Tough, easily smoothed and sporting a subtle and beautiful almost hand painted texture, these rolls, costing about $60au for 2m of length are similar to look at to the Sarah Oliphant or Savage textures as used by Annie Liebovitz and others, I especially wanted to get the ragged edge-multi drop look Leibovitz used for the newer Star Wars cast movies. Their only slight down side is mild shininess, but this can be fixed/avoided. Something I really like is the cloth-like look, but without excessive wrinkles.

These all need some way of standing up, except the Lastolite’s that can lean on a wall, so I have a couple of stands with clamps and some expeandable curtain rods or a magnetic bracket for the collapsible ones. Most of these can be either backdrops or double up as flagging, diffusers or reflectors. This gives me width, textures and colours up to a point. I intend to add to these a set of simple colours for more dramatic tones like scarlett, deep blue, green and purple.

Post Processing.

Even if you do decide on a background, post processing can modify it to some extent or even supply textures and looks that are not there. Since COVID, artificial backgrounds have become common to apply and still photography has been using these for some time.
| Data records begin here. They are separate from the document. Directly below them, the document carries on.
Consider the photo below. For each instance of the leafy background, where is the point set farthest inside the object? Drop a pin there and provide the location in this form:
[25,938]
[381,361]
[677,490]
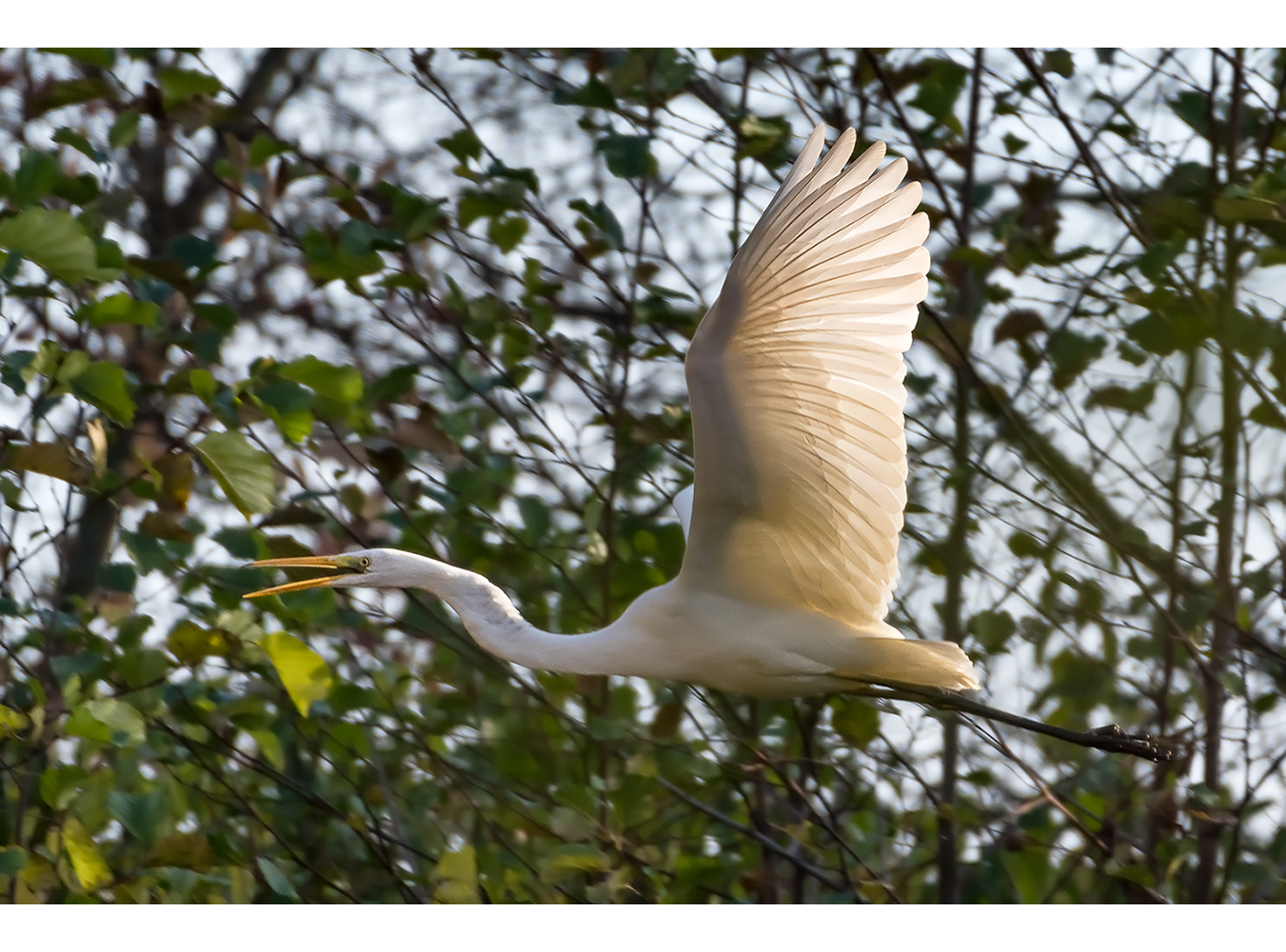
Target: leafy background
[264,303]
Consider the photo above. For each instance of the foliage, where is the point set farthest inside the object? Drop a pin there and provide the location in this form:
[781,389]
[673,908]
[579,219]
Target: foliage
[239,325]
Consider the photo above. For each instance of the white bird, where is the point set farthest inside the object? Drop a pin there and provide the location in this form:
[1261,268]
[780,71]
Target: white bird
[795,387]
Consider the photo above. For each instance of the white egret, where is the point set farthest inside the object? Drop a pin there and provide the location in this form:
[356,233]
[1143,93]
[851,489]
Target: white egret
[795,387]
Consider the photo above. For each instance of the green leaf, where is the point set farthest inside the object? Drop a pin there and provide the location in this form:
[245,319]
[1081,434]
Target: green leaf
[139,813]
[59,785]
[10,722]
[329,262]
[458,875]
[120,309]
[53,240]
[191,644]
[627,156]
[178,85]
[594,94]
[1129,399]
[1072,354]
[107,721]
[940,89]
[275,879]
[766,138]
[1029,871]
[90,55]
[602,218]
[288,405]
[570,859]
[244,472]
[1015,145]
[107,387]
[81,849]
[856,721]
[343,384]
[992,629]
[13,860]
[303,672]
[63,92]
The secret to infinite backgrounds may be a simple as photographing various textures or downloading them, processing these differently and shooting your portraits against a chroma-green backdrop for easy cut-outs later.
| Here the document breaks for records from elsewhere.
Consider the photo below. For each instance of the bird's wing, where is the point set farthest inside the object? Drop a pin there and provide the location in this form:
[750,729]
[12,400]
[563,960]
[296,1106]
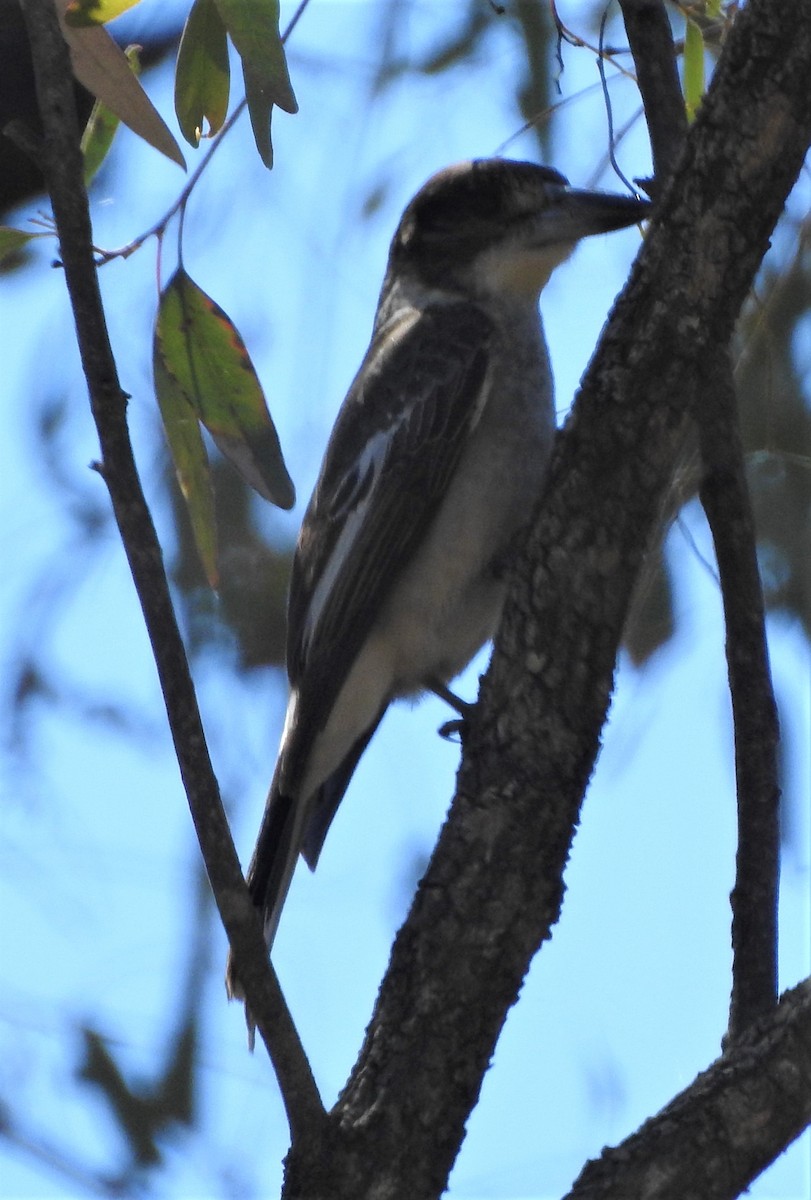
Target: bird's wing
[392,453]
All of the images below were shot against a neutral grey background (middle), then a brush tool was applied and the colour changed. Some vignetting was added to a few, but otherwise, this is how they came. Notice how some compliment different elements of the subject, others create a distinct feel. When I shot these for Telstra Australia, I submitted the top three and the grey and to my surprise, they used the blue (and other colours for other people), which was cool as I only did them as a suggestion.

All the above images were shot against a neutral grey background (middle), then a brush tool was applied in capture 1 (there are other ways) and the colour changed using the white balance sliders.
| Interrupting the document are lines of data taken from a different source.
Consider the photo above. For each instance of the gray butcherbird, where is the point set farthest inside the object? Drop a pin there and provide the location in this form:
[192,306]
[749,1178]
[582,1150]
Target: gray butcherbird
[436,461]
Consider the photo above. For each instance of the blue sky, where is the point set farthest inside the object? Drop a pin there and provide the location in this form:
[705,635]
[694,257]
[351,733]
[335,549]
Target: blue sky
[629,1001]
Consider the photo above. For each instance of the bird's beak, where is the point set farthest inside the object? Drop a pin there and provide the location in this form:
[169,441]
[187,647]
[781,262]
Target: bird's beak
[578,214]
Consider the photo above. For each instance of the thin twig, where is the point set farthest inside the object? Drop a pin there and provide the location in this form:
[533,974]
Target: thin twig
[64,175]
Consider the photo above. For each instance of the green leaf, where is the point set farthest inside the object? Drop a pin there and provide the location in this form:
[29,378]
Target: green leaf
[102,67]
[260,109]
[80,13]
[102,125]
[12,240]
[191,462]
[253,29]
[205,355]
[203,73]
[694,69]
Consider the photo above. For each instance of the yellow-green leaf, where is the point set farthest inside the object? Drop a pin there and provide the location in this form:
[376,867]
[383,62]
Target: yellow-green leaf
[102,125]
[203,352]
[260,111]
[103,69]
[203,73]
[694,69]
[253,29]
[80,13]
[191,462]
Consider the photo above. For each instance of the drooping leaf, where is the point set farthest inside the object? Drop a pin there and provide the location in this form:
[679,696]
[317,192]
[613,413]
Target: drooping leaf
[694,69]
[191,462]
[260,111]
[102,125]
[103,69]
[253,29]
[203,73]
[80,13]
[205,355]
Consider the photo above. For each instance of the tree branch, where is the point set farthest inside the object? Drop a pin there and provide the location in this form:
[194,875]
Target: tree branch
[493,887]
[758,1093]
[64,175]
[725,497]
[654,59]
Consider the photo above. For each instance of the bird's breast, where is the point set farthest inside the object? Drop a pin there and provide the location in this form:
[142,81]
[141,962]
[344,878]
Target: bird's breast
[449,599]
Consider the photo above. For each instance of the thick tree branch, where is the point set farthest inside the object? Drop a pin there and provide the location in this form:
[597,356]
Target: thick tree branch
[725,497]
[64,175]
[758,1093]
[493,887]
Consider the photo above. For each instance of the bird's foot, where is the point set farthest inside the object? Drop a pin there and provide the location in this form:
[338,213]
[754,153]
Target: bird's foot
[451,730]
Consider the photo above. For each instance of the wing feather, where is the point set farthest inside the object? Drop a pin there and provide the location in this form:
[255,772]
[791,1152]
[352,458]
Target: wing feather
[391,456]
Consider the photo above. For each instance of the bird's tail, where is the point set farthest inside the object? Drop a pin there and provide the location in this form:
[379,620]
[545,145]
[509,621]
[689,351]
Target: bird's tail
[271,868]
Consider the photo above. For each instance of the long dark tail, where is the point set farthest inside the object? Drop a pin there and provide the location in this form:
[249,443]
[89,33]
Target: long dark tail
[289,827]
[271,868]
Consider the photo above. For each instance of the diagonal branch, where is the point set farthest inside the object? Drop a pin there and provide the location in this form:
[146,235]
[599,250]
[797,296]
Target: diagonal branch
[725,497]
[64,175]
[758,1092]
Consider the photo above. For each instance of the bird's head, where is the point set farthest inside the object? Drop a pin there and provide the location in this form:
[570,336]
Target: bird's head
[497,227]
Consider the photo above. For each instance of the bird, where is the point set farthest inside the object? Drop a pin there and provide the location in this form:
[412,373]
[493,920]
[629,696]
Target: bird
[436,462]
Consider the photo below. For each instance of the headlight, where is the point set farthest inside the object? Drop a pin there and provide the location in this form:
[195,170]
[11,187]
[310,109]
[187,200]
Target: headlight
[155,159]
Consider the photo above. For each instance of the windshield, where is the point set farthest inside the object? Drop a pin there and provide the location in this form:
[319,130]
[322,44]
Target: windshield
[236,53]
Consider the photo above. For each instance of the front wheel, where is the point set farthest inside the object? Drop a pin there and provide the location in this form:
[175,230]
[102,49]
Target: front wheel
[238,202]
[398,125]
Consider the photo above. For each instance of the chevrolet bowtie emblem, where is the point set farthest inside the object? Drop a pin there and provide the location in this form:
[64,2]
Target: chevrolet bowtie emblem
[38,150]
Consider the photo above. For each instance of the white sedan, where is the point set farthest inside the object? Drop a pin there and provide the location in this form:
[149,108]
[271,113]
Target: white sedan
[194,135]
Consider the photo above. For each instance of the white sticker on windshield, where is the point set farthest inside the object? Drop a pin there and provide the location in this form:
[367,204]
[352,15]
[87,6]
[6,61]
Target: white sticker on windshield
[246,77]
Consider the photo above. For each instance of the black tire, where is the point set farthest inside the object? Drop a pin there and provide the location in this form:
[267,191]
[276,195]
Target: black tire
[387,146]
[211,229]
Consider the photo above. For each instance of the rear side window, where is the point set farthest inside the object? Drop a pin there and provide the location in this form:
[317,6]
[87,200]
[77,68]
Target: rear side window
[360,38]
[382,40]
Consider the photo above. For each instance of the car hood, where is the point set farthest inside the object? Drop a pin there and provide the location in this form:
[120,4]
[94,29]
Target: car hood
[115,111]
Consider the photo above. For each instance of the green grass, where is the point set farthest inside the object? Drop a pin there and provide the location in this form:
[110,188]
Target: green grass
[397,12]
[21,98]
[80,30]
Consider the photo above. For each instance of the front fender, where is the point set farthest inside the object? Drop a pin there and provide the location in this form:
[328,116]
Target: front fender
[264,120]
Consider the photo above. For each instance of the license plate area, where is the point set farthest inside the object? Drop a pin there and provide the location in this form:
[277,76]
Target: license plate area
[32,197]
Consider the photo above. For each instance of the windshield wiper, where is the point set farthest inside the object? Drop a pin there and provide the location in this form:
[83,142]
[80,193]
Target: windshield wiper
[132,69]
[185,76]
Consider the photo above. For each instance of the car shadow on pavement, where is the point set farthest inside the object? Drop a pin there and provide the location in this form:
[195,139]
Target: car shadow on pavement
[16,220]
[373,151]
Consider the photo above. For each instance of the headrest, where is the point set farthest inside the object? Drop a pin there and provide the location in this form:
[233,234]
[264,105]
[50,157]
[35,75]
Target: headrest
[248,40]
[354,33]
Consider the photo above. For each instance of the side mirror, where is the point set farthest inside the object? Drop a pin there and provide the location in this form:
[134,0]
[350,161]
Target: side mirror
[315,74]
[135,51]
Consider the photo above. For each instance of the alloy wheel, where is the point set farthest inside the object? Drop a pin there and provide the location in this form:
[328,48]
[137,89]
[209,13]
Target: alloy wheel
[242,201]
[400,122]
Channelling Annie Leibovitz, this is the result of $300 of lighting, mods and stands shot against a white wall and some basic post processing using Capture 1, taken on an old EM5 mk1 and a basic 25mm f1.8 (less than $1000 all up).

The Environment

It is totally possible to use your subjects background for their portrait, even desirable if you are looking to add context to their shoot. Many portraitists do exactly that, only using flash to balance shadows or add “pop” to their shots.

Sometimes the place is as beautiful and relevant as the people. This could have doen with a little flash, but I was not a huge user of artificial light at the time.

If working with the environment, experiment with exposure tricks like underexposing, then filling with balanced flash. This allows you to make a boring midday shoot look like sunset or even night.

Just window light and an old wood panel wall. This was an impromptu preview of an upcoming fashion shoot, so we decided to channel a Vogue cover shot vibe (only the head piece was available).

If the environment is your choice, make sure you use all the elements avaialble. Foreground framing tools can make all the difference.

Sometimes they are all you have.

Personally, I use a mix of location, black, collapsible and vinyl/cloth hanging backdrops. Paper rolls are popular, but I have never been interested in them as I need to stay portable. From these I can colour change easily enough, but the texture is key. None, mild, irregular of patterned are all down to your choice. I prefer a subtle, even textures, like the Lastolite Pewter or my fabric rolls in lieu of multi thousand dollar Oliphant’s or natural looking testures like the Lastolite Walnut, which looks like an old wall in an abandoned cottage. For strong colours that may not be used often, I aim to get some colour cloth, likely velvet/velour in red etc.